Oh good grief. I'm working on standing up a new web server to take the place of alpha and beta (the original pair, huddling in my sister's basement at the faaaaar end of a DSL line). I had scrounged disks, an enclosure, and an old RAID card ... all obsolete by present standards but more than enough for my needs.

I got the hardware configured and the OS built. It all looked pretty good, except that the machine would halt and stutter like an old man with Parkinson's.

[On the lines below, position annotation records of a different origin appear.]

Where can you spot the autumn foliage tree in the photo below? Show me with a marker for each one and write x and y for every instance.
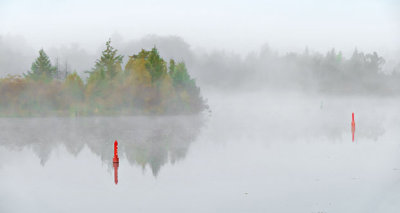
(144, 87)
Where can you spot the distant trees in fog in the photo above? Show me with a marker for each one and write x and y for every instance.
(313, 72)
(144, 86)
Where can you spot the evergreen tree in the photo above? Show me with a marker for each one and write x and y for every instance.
(41, 69)
(156, 65)
(109, 62)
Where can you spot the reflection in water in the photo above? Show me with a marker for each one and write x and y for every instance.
(115, 165)
(143, 140)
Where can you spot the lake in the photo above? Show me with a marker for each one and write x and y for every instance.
(254, 152)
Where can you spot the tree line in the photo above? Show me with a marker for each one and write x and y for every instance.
(146, 85)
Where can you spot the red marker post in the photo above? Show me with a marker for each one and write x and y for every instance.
(353, 126)
(116, 162)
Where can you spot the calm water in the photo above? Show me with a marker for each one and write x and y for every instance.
(255, 152)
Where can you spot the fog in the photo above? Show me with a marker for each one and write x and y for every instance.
(268, 129)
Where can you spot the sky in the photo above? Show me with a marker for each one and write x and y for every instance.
(238, 26)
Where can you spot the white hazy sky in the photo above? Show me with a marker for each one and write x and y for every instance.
(239, 26)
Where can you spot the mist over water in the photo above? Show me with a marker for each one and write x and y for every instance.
(254, 112)
(257, 152)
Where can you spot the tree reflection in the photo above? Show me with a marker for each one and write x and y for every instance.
(152, 141)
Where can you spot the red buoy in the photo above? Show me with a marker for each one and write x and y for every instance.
(353, 126)
(115, 165)
(115, 159)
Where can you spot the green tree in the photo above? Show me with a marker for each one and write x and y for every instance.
(156, 65)
(109, 62)
(41, 69)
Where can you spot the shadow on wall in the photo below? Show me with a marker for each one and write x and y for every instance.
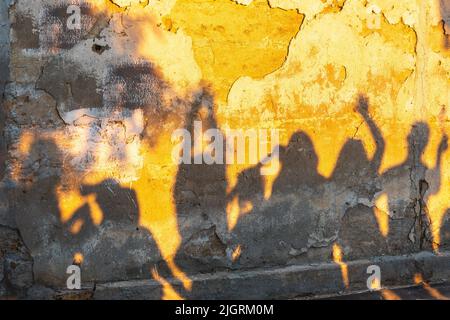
(445, 14)
(273, 229)
(280, 228)
(269, 231)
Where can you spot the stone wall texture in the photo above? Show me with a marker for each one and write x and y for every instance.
(358, 91)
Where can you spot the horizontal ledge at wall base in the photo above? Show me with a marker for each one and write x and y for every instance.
(298, 281)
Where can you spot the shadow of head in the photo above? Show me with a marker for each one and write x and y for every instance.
(418, 138)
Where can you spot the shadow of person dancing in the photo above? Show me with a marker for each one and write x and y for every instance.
(285, 215)
(106, 227)
(355, 175)
(200, 191)
(409, 177)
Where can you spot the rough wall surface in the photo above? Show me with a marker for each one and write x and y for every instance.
(358, 91)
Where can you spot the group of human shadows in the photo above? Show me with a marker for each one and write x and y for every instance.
(298, 161)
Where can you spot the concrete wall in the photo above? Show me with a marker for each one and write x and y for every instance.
(358, 93)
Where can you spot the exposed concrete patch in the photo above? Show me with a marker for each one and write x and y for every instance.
(290, 282)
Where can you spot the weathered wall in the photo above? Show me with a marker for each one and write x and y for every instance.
(359, 92)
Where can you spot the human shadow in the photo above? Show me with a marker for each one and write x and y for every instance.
(200, 192)
(308, 212)
(93, 236)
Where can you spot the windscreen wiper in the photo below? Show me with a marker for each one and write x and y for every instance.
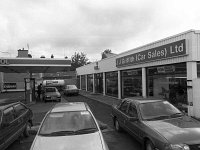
(160, 117)
(86, 130)
(58, 133)
(176, 115)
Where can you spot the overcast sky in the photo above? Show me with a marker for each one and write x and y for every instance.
(63, 27)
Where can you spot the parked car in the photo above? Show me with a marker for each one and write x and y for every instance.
(157, 124)
(71, 90)
(15, 120)
(51, 94)
(69, 126)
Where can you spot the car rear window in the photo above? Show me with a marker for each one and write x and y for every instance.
(67, 121)
(154, 109)
(71, 87)
(19, 109)
(50, 90)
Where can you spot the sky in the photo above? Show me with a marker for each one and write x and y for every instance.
(63, 27)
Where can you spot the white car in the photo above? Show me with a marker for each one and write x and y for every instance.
(69, 126)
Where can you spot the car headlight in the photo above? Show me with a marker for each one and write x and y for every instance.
(177, 147)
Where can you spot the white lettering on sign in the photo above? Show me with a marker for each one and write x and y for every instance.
(177, 49)
(3, 62)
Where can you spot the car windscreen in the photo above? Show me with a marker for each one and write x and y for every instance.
(68, 123)
(50, 90)
(158, 110)
(71, 87)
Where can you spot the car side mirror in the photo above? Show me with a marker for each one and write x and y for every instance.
(5, 125)
(132, 119)
(102, 126)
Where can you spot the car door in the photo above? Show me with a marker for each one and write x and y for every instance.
(9, 127)
(21, 116)
(135, 128)
(1, 130)
(122, 113)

And the syslog had all sorts of ominous entries in it like this:

Feb 24 12:55:54 solstice kernel: scsi : aborting command due to timeout : pid 13
9871, scsi0, channel 0, id 0, lun 0 0x2a 00 01 04 0c b4 00 00 80 00
Feb 24 12:55:54 solstice kernel: scsi : aborting command due to timeout : pid 13
9872, scsi0, channel 0, id 0, lun 0 0x2a 00 01 04 0d 34 00 00 80 00

One of the disks was going bad. Once I looked at the disk enclosure that status lights made that plain toot sweet.

So, I pulled the disk. You can do that -- the disk and the enclosure are setup for "hot plugging". The stuttering and halting ceased immediately. And the plaintive wailing of the alarm on the RAID card started in at once.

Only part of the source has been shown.